Black Carbon (BC) and the Global Carbon Cycle: Assessing BC Inventories in Coastal Seawater and Burial in Margin Sediments off the Northeastern USA
Massachusetts Institute Of Technology, Cambridge MA
Investigators
Abstract
Black carbon (BC), the product of incomplete combustion of fossil fuels and biomass, has been increasingly formed and released to the environment for the last century. Presently, it is not possible to quantify (a) the rate of BC burial in the oceanic margin sediments (where most of the OC is buried), (b) the size of the BC reservoir in seawater, nor (c) riverine fluxes of BC to the sea. Consequently, it is not possible to ascertain how important BC is to the global carbon cycle. Under this award, the PIs address the following questions: (1)What is the contribution of BC burial relative to the organic carbon burial in the Gulf of Maine? (2) How has the input flux of BC to the region's bed sediments changed in the past century? (3) What is the inventory of BC in coastal seawater off the Northeast United States and what temporal and spatial variability does this reservoir exhibit? (4) What are riverine inputs of BC to the Gulf of Maine and how do they vary seasonally? (5) Can we identify the major sources of BC (e.g., fossil fuel combustion-produced soots, biomass-derived chars) for coastal seawater and sediment of the Gulf of Maine?
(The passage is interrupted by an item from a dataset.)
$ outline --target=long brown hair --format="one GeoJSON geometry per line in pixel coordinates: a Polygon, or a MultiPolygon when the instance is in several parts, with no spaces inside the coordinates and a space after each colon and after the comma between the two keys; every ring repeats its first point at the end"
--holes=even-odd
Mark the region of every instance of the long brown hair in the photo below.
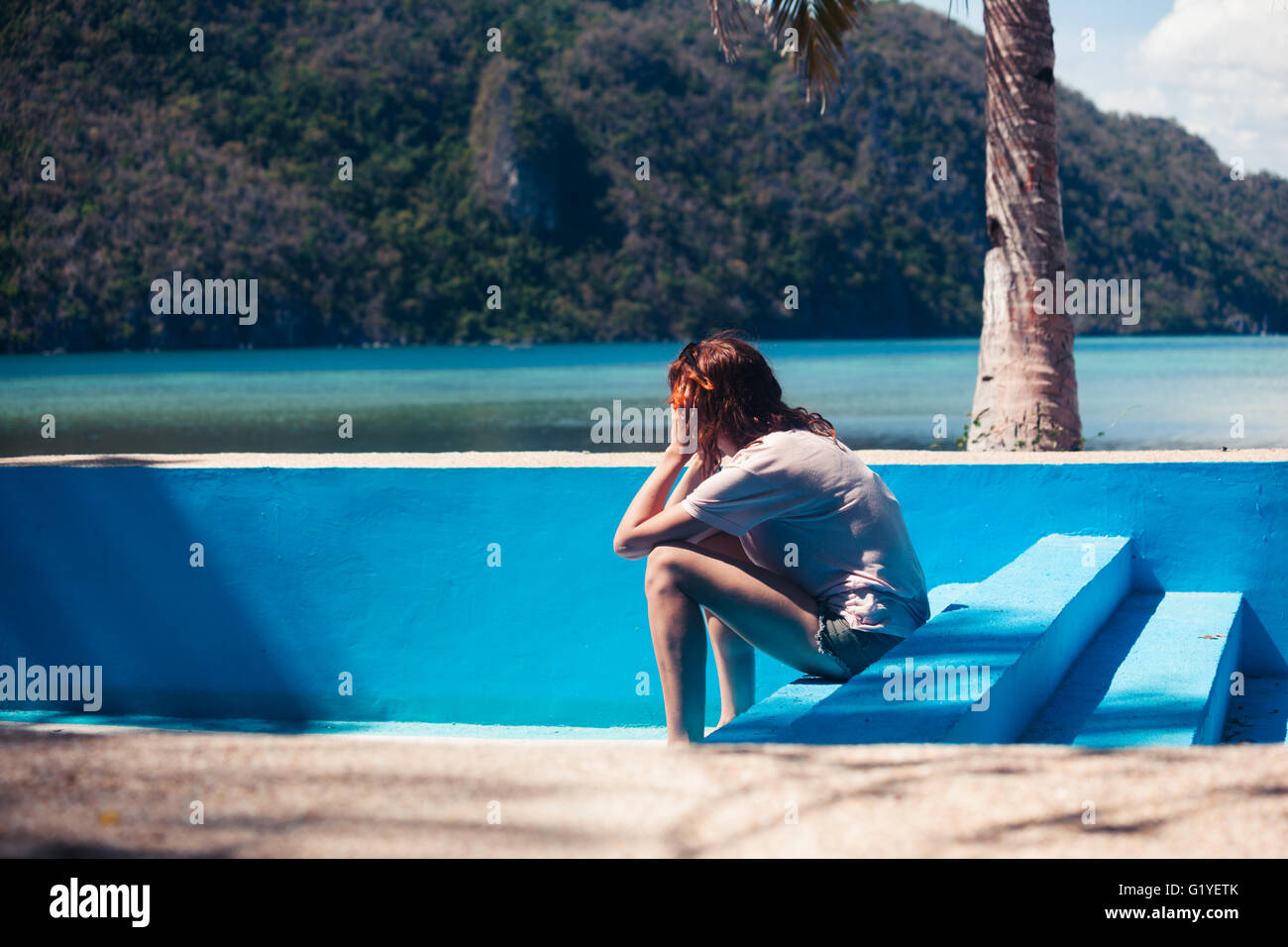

In addition to measurement of the abundance of BC in various samples, the approach taken includes field sampling of water and sediments, and a variety of analytical measurements including: 234Th/238U disequilibria in water and unsupported 210Pb in sediments, carbon isotopes in BC and specific compounds as well as with key marker compounds (PAHs), and BC analyses in radiometrically dated sediment cores collected from within and beyond the Gulf of Maine.